Why Safety Eval Is Hard
Safety failures are rare in testing but catastrophic in production. Standard benchmarks don't include adversarial inputs. Success is defined as NOT doing something harmful — harder to measure than task completion. The same action can be safe in one context and unsafe in another.
Robustness Evaluation
How does agent performance degrade under: noisy inputs, partial tool failures, ambiguous instructions, contradictory information, and adversarial prompts?

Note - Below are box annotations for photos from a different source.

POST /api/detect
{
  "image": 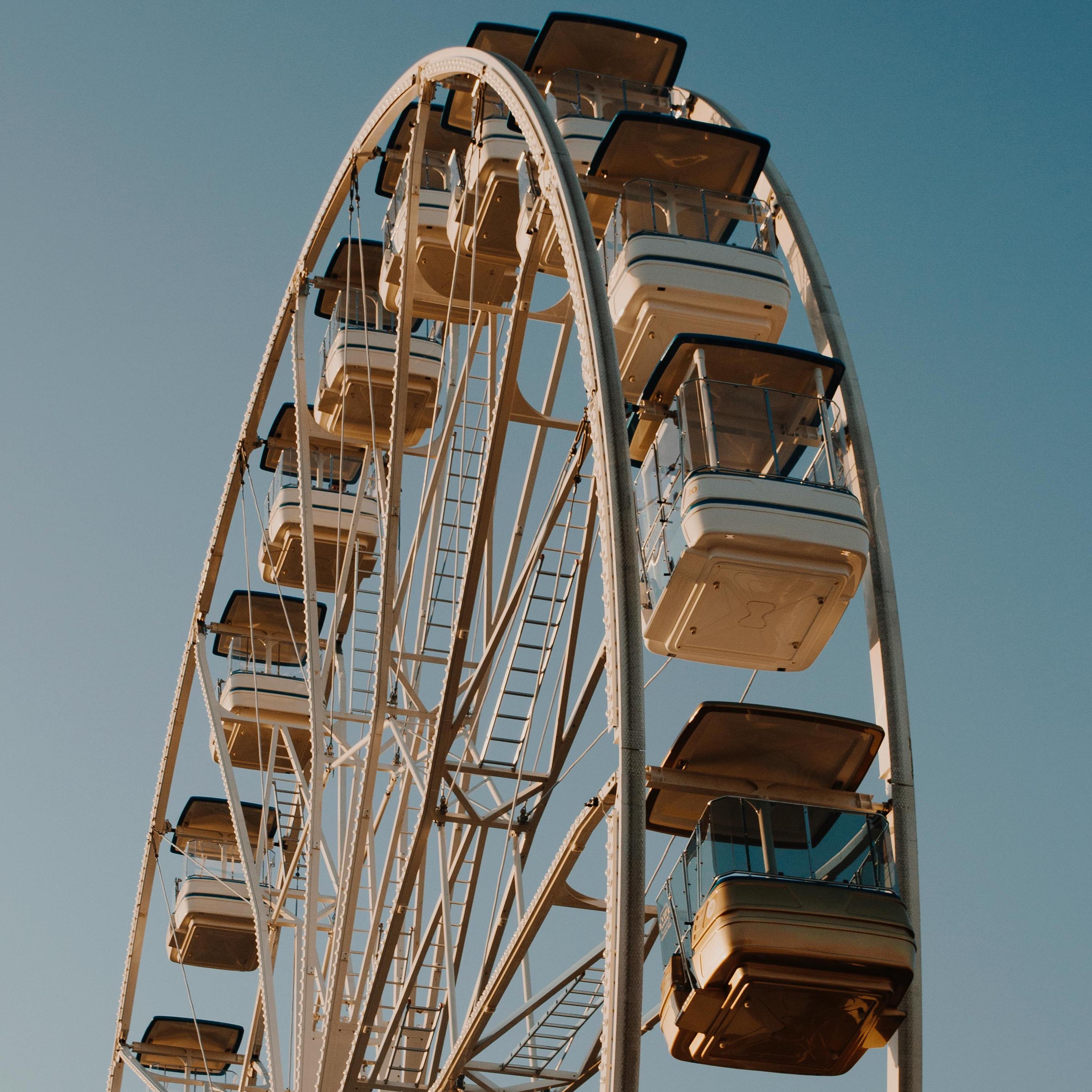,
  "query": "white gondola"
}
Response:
[132,1016,244,1083]
[588,114,790,402]
[647,701,916,1076]
[314,239,443,452]
[517,12,686,276]
[630,334,868,670]
[209,591,326,773]
[376,105,515,322]
[446,116,526,269]
[258,402,379,592]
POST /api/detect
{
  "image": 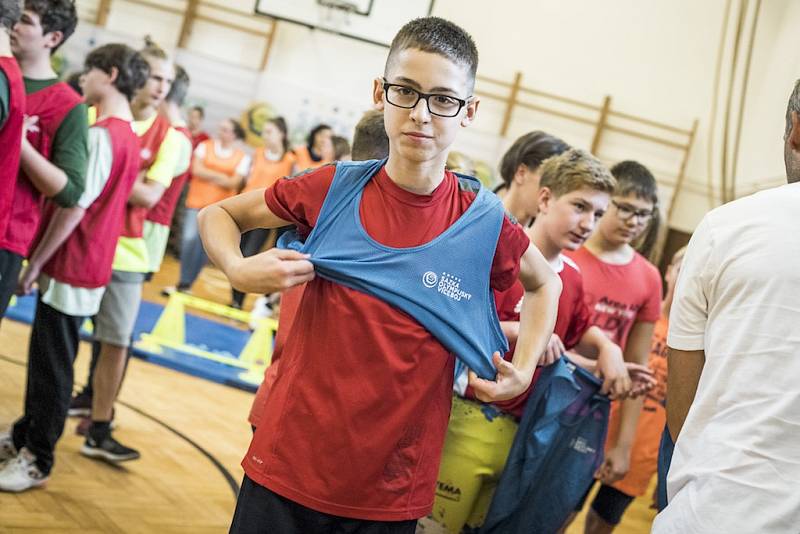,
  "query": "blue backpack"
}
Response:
[480,358,610,534]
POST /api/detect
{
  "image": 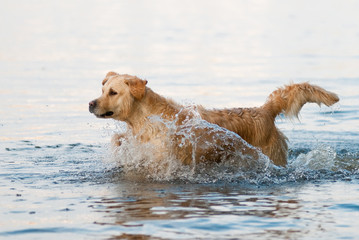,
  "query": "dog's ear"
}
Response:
[125,77,147,100]
[102,72,118,85]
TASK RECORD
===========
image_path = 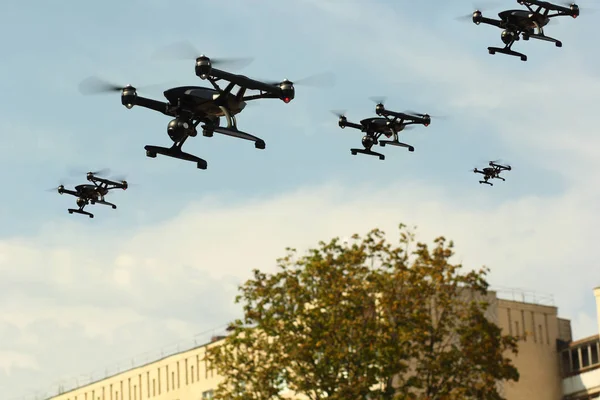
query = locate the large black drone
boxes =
[50,171,129,218]
[473,161,512,186]
[81,42,332,169]
[473,0,579,61]
[333,101,431,160]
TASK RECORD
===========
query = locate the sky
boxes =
[0,0,600,400]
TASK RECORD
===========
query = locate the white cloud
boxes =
[0,351,39,377]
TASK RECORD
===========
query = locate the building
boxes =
[559,287,600,400]
[43,292,584,400]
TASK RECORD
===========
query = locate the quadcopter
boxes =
[50,172,129,218]
[473,0,579,61]
[473,161,512,186]
[80,42,332,169]
[334,102,431,160]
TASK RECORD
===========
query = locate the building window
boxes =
[581,346,590,368]
[531,311,537,343]
[560,350,571,375]
[571,349,579,371]
[165,365,169,392]
[185,358,189,385]
[591,344,598,364]
[521,310,527,342]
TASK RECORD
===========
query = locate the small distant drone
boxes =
[50,171,129,218]
[473,161,512,186]
[464,0,579,61]
[333,101,431,160]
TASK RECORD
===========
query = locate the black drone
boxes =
[334,101,431,160]
[82,42,332,169]
[473,161,512,186]
[51,171,129,218]
[473,0,579,61]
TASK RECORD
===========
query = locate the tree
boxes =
[206,224,519,400]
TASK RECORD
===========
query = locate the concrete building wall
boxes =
[498,299,570,400]
[594,286,600,335]
[52,342,220,400]
[51,292,570,400]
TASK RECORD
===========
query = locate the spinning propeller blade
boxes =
[79,76,169,95]
[264,72,335,87]
[403,110,448,119]
[369,96,387,105]
[559,1,598,14]
[69,168,110,176]
[454,1,502,22]
[330,110,346,117]
[44,179,69,192]
[152,40,254,69]
[108,174,138,186]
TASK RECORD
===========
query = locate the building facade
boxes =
[559,287,600,400]
[49,292,584,400]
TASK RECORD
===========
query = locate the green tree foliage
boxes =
[206,225,519,400]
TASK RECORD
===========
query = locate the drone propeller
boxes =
[369,96,387,105]
[69,168,110,176]
[108,175,138,187]
[79,76,168,95]
[44,179,69,192]
[489,159,512,168]
[404,110,448,119]
[152,40,254,69]
[259,72,335,87]
[330,110,346,118]
[559,1,598,14]
[454,1,502,21]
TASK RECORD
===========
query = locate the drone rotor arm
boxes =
[127,95,175,117]
[60,189,79,197]
[344,121,364,131]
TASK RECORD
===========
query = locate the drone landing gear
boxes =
[144,145,208,169]
[69,208,94,218]
[202,106,266,150]
[523,34,562,47]
[204,128,266,150]
[379,140,415,152]
[350,149,385,160]
[488,46,527,61]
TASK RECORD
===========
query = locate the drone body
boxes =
[473,0,579,61]
[57,172,129,218]
[78,48,332,169]
[338,102,431,160]
[473,161,512,186]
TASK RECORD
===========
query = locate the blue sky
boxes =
[0,0,600,399]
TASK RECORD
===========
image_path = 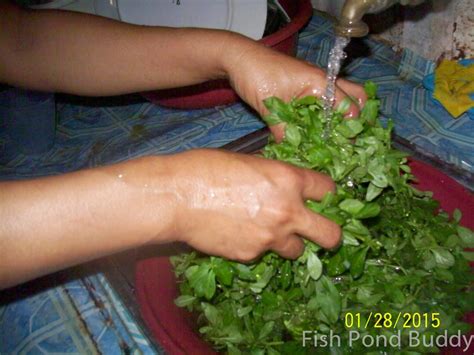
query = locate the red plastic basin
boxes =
[135,161,474,355]
[142,0,313,109]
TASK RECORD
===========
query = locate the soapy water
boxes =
[323,36,350,138]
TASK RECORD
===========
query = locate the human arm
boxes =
[0,150,340,289]
[0,0,365,122]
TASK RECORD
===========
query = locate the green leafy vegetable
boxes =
[168,82,474,355]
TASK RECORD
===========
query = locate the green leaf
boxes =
[350,248,369,279]
[263,97,294,123]
[430,247,455,269]
[262,113,283,126]
[294,96,320,106]
[354,203,380,219]
[307,253,323,280]
[189,263,216,300]
[174,295,196,307]
[453,208,462,223]
[237,306,253,318]
[461,251,474,261]
[360,99,379,126]
[317,276,342,324]
[336,97,352,114]
[258,321,275,340]
[365,183,383,201]
[285,123,301,147]
[339,199,364,216]
[336,120,364,138]
[457,226,474,248]
[364,81,377,99]
[201,302,222,326]
[213,259,234,286]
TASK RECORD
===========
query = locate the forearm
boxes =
[0,157,175,289]
[0,1,251,96]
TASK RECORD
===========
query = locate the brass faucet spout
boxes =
[335,0,424,37]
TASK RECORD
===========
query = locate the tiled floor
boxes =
[0,11,474,354]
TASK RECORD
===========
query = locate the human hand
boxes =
[222,39,366,141]
[165,150,340,261]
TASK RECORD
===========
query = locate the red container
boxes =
[142,0,313,109]
[135,160,474,355]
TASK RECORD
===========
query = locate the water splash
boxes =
[323,36,350,138]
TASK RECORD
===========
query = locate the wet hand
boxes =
[165,150,340,261]
[223,42,366,140]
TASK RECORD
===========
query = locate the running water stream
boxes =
[323,36,350,138]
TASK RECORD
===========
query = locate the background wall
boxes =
[312,0,474,60]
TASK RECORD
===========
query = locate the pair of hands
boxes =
[157,46,365,261]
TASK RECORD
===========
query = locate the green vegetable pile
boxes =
[172,82,474,354]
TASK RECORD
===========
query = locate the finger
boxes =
[272,235,304,259]
[295,208,341,249]
[269,123,285,143]
[295,168,336,200]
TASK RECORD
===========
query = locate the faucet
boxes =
[335,0,425,37]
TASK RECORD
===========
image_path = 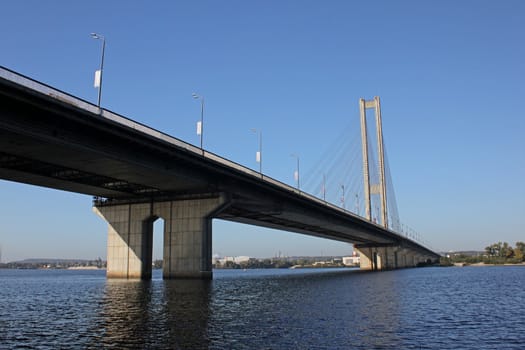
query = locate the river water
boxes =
[0,266,525,349]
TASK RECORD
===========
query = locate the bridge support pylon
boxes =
[93,195,228,279]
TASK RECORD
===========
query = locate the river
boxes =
[0,266,525,349]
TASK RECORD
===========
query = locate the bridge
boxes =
[0,67,439,279]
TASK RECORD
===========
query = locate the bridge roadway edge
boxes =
[0,68,438,278]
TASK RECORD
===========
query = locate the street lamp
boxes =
[191,93,204,154]
[91,33,106,108]
[251,129,262,177]
[290,153,301,190]
[341,185,346,209]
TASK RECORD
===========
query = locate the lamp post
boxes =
[191,93,204,154]
[251,129,262,177]
[91,33,106,108]
[290,153,301,190]
[341,185,346,209]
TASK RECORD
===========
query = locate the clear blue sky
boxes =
[0,0,525,261]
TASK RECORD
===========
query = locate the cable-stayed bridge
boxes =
[0,68,439,278]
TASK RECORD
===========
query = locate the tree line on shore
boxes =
[441,242,525,265]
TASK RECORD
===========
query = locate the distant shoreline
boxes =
[451,262,525,267]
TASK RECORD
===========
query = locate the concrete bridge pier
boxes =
[354,245,433,270]
[354,245,398,270]
[93,195,227,279]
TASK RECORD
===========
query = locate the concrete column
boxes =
[93,195,227,279]
[354,247,375,270]
[93,203,153,279]
[156,197,225,279]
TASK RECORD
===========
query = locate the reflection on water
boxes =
[0,267,525,349]
[94,274,211,349]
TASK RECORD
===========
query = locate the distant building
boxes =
[212,255,250,265]
[343,256,360,266]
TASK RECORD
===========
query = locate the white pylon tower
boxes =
[359,96,388,228]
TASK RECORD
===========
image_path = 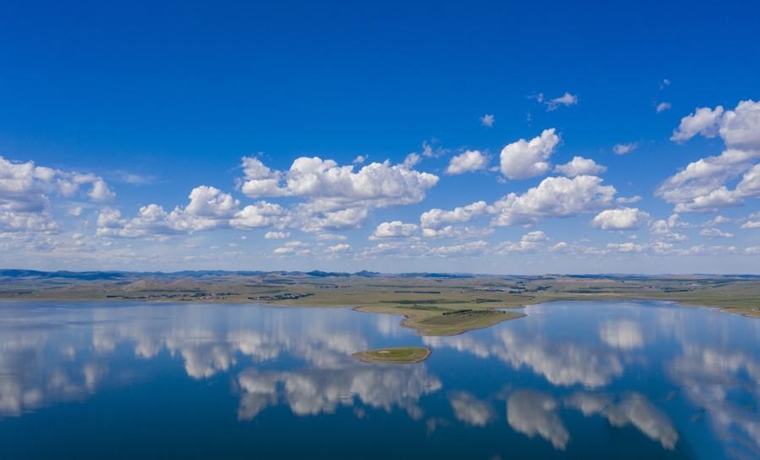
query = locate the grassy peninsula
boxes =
[0,270,760,335]
[351,347,430,364]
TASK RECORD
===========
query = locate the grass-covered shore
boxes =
[351,347,430,364]
[0,272,760,335]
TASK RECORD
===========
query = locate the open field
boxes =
[0,270,760,335]
[351,347,430,364]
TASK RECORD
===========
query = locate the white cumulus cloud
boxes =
[370,220,419,240]
[591,208,649,230]
[446,150,488,175]
[500,128,560,180]
[554,156,607,177]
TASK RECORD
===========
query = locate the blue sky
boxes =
[0,1,760,273]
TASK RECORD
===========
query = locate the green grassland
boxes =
[0,273,760,335]
[351,347,430,364]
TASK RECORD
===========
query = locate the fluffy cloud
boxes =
[370,220,419,240]
[670,105,724,142]
[492,176,616,226]
[420,201,488,229]
[554,157,607,177]
[591,208,649,230]
[657,101,760,212]
[264,232,290,240]
[96,185,290,238]
[239,154,438,231]
[446,150,488,175]
[501,128,560,180]
[241,157,438,211]
[742,212,760,229]
[699,227,734,239]
[650,214,688,241]
[0,156,115,232]
[494,230,549,254]
[612,142,639,155]
[655,102,673,113]
[480,113,496,128]
[535,92,578,112]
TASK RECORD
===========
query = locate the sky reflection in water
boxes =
[0,302,760,459]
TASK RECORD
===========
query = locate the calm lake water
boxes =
[0,302,760,460]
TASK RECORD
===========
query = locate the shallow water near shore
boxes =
[0,301,760,460]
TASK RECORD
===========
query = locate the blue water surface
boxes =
[0,301,760,460]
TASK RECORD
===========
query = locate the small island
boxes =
[351,347,430,364]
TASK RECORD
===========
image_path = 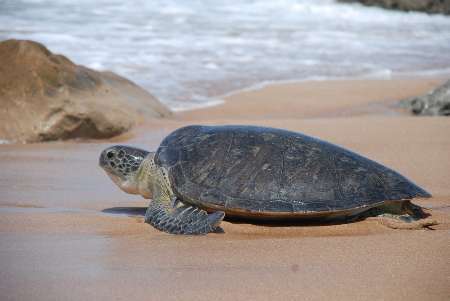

Robustness testing requires intentionally degraded inputs — not just well-formed benchmark tasks.
What is ToolEmu? ▼
ToolEmu (Ruan et al.) is a safety evaluation framework that emulates tool execution using an LLM, allowing safety testing without live API access. It tests agents across 36 tools and 144 scenarios, scoring both task completion and safety compliance. Key finding: agents are over-eager to comply with instructions that lead to irreversible consequences (deleting files, sending emails, making purchases).
D6 Human Oversight — Why it matters for safety ▼
88% of papers use AI-only evaluators. But AI judges inherit the same biases and blind spots as the models they evaluate. For safety-critical evaluation — deciding whether to deploy an agent with real-world tool access — human review of a sample of evaluation cases is non-negotiable. D6 mandates human oversight at safety decision points: initial deployment approval, after significant capability changes, and when online monitors flag anomalies.